Googles Sitemap Protocol
Google has made the latest step towards making the Internet into a semantic web with its release of its sitemap protocol.
"The Sitemap Protocol allows you to inform search engine crawlers about URLs on your Web sites that are available for crawling. A Sitemap consists of a list of URLs and may also contain additional information about those URLs, such as when they were last modified, how frequently they change, etc." - Google
Benefits to Google
One of the main benefits of the Sitemap Protocol is the possibility of allowing search engines such as Google to see the most recent URLs created or modified that are only available from behind a form. This so called "invisible net" is currently unavailable to most search engines and may contain information that is not available anywhere else on the Internet.
Another reason that Google is implementing its' Sitemap Protocol is to be able to find updated pages faster. This could mean that updated pages being indexed by Google the same day as their release, instead of a month latter in some cases. Although this could be achieved through Google crawling every page on site every day, this is nearly impossible and the Sitemap Protocol should be an alternative to this.
I can see that with the Sitemap Protocol, Google could have 2 types of crawls in the future:
- Full Crawl - The typical Google-bot crawl over the whole site looking at the links and doing the page rank thing
- Quick Update - Google gets the new updated pages but does not run all algorithms, thus saving processor time and bandwidth while being up to date.
Benefits to websites
The first possible benefit to websites is the saving of bandwidth.
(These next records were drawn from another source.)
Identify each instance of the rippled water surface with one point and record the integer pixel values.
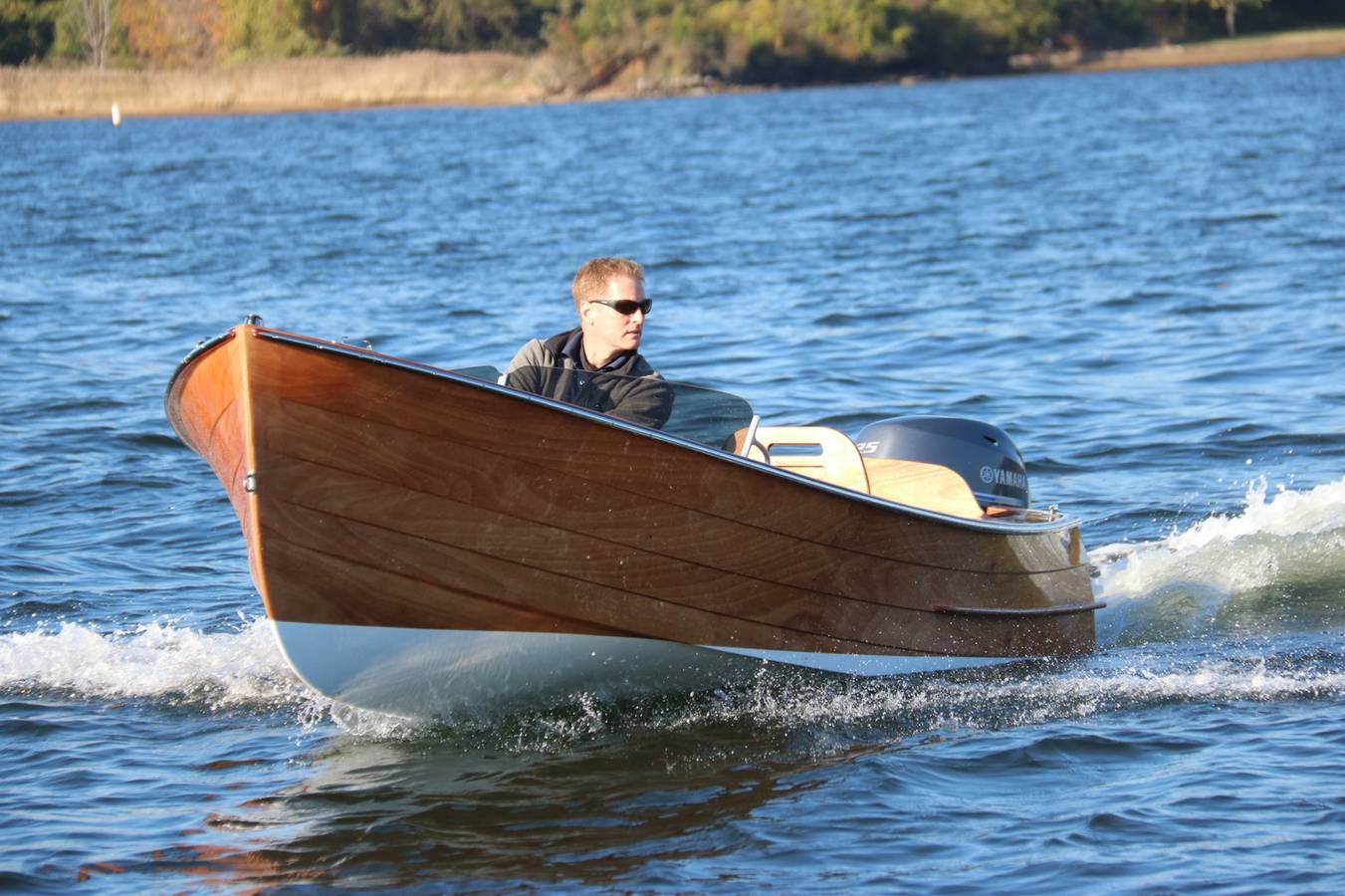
(1138, 275)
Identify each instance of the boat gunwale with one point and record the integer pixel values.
(1005, 528)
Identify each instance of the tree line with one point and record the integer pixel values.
(671, 41)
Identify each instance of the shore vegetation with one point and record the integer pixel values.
(74, 57)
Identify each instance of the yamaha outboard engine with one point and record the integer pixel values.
(984, 455)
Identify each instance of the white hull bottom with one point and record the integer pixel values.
(426, 673)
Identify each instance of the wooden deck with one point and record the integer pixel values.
(394, 495)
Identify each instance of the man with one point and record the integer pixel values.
(597, 363)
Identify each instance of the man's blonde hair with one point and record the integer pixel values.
(592, 278)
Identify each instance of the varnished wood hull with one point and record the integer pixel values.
(375, 494)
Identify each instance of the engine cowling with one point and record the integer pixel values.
(984, 455)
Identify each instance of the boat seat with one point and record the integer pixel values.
(819, 452)
(830, 455)
(920, 485)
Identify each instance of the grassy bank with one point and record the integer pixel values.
(1294, 45)
(287, 85)
(476, 79)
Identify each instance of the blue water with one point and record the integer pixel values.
(1138, 275)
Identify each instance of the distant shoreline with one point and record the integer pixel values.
(483, 80)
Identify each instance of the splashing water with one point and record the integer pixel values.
(161, 662)
(1278, 565)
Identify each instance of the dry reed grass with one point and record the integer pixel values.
(472, 79)
(476, 79)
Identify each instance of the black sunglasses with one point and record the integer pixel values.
(625, 306)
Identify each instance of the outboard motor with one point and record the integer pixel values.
(984, 455)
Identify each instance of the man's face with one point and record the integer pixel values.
(608, 332)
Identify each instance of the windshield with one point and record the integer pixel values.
(700, 414)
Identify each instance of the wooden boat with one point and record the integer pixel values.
(430, 543)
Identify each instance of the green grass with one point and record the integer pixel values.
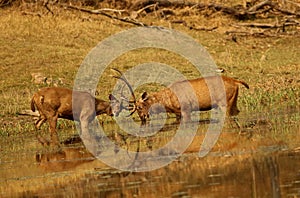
(55, 46)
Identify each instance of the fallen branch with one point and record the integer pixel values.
(101, 12)
(266, 25)
(29, 113)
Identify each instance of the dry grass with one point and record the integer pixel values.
(56, 45)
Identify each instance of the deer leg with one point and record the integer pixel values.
(52, 124)
(39, 122)
(232, 110)
(186, 115)
(89, 141)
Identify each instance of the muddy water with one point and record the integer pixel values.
(230, 170)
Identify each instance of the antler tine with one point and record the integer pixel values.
(123, 78)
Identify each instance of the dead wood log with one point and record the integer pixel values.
(103, 13)
(29, 113)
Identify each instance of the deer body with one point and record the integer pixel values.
(167, 100)
(57, 102)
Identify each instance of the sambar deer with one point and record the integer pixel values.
(58, 102)
(167, 101)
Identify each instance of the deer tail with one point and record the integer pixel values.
(243, 83)
(32, 104)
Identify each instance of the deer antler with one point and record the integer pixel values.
(124, 79)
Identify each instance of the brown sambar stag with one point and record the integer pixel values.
(56, 102)
(194, 96)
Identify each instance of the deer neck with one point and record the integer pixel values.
(101, 106)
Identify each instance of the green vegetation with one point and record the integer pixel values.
(55, 46)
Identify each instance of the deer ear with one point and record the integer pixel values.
(111, 97)
(145, 96)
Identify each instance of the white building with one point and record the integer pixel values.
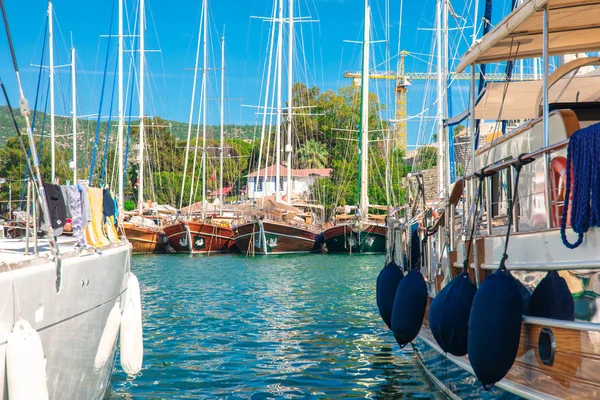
(302, 179)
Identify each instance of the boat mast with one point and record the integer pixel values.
(222, 122)
(51, 69)
(363, 153)
(278, 127)
(204, 22)
(74, 111)
(191, 119)
(266, 101)
(288, 147)
(120, 112)
(141, 100)
(441, 82)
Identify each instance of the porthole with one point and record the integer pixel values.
(546, 346)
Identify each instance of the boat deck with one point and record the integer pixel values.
(13, 252)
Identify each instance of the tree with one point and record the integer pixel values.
(313, 155)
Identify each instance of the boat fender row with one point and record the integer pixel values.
(131, 343)
(409, 307)
(552, 299)
(449, 314)
(25, 364)
(387, 284)
(495, 326)
(109, 337)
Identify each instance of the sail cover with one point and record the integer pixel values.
(573, 27)
(517, 100)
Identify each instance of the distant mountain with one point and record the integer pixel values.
(63, 126)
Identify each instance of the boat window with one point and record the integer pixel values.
(501, 189)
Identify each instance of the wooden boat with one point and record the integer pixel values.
(355, 238)
(269, 237)
(360, 235)
(200, 237)
(145, 239)
(557, 356)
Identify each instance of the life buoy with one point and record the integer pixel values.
(558, 177)
(109, 336)
(131, 344)
(25, 364)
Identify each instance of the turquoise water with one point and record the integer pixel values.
(266, 327)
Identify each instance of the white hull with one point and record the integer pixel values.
(70, 323)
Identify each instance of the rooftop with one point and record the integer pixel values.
(272, 171)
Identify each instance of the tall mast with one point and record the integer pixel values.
(51, 69)
(278, 127)
(288, 147)
(222, 123)
(120, 112)
(141, 100)
(204, 67)
(191, 119)
(266, 102)
(364, 120)
(74, 112)
(440, 97)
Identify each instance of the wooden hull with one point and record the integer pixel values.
(205, 237)
(573, 374)
(343, 239)
(278, 239)
(145, 240)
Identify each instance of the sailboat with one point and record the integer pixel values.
(63, 298)
(145, 235)
(290, 233)
(199, 234)
(362, 235)
(527, 248)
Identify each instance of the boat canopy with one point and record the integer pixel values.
(521, 99)
(573, 27)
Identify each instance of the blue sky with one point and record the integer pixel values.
(172, 27)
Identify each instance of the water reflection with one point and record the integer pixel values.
(272, 327)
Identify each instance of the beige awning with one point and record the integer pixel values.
(518, 100)
(573, 27)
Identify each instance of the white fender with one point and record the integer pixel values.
(25, 364)
(132, 344)
(109, 336)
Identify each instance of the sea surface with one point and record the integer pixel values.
(267, 327)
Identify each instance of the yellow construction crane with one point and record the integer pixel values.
(403, 81)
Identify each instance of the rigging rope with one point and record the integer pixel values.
(514, 198)
(128, 131)
(102, 94)
(37, 92)
(583, 163)
(487, 18)
(110, 108)
(481, 175)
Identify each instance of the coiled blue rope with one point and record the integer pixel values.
(582, 162)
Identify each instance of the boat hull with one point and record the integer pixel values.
(344, 238)
(205, 237)
(279, 239)
(145, 240)
(70, 323)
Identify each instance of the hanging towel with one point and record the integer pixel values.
(66, 191)
(108, 204)
(86, 214)
(56, 206)
(76, 221)
(97, 225)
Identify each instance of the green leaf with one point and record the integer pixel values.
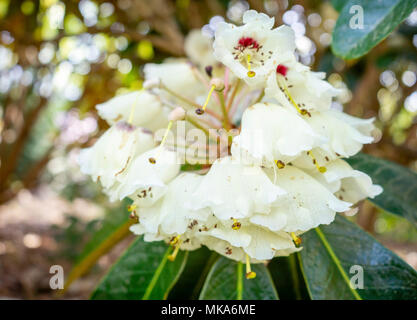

If Google crawled more often to achieve the save result as they would with theSitemap Protocol a lot of a websites bandwidth would be wasted.
The Google Sitemap Protocol seems to be of a benefit to larger sites than small sites. Google states that "Using this protocol does not guarantee that your Web pages will be included in search indexes. In addition, using this protocol may not influence the way your pages are ranked by a search engine.". The main benefit the Sitemaps to websites is the possibility of getting updated pages into Googles index quicker.
RSS Feed Replacement
Not just Google stands to benefit from Googles' Sitemap Protocol as there are many alternative uses for the Sitemap files. One possible application for the Sitemap files is an RSS Feed replacement. Many RSS feeds are now used to tell visitors with RSS readers that posts have been added to a forum or that articles have been added to a website. An RSS reader alternative could use the Sitemap files to find the latest updated files and use aspects of the updated page to provide a similar service to an RSS feed.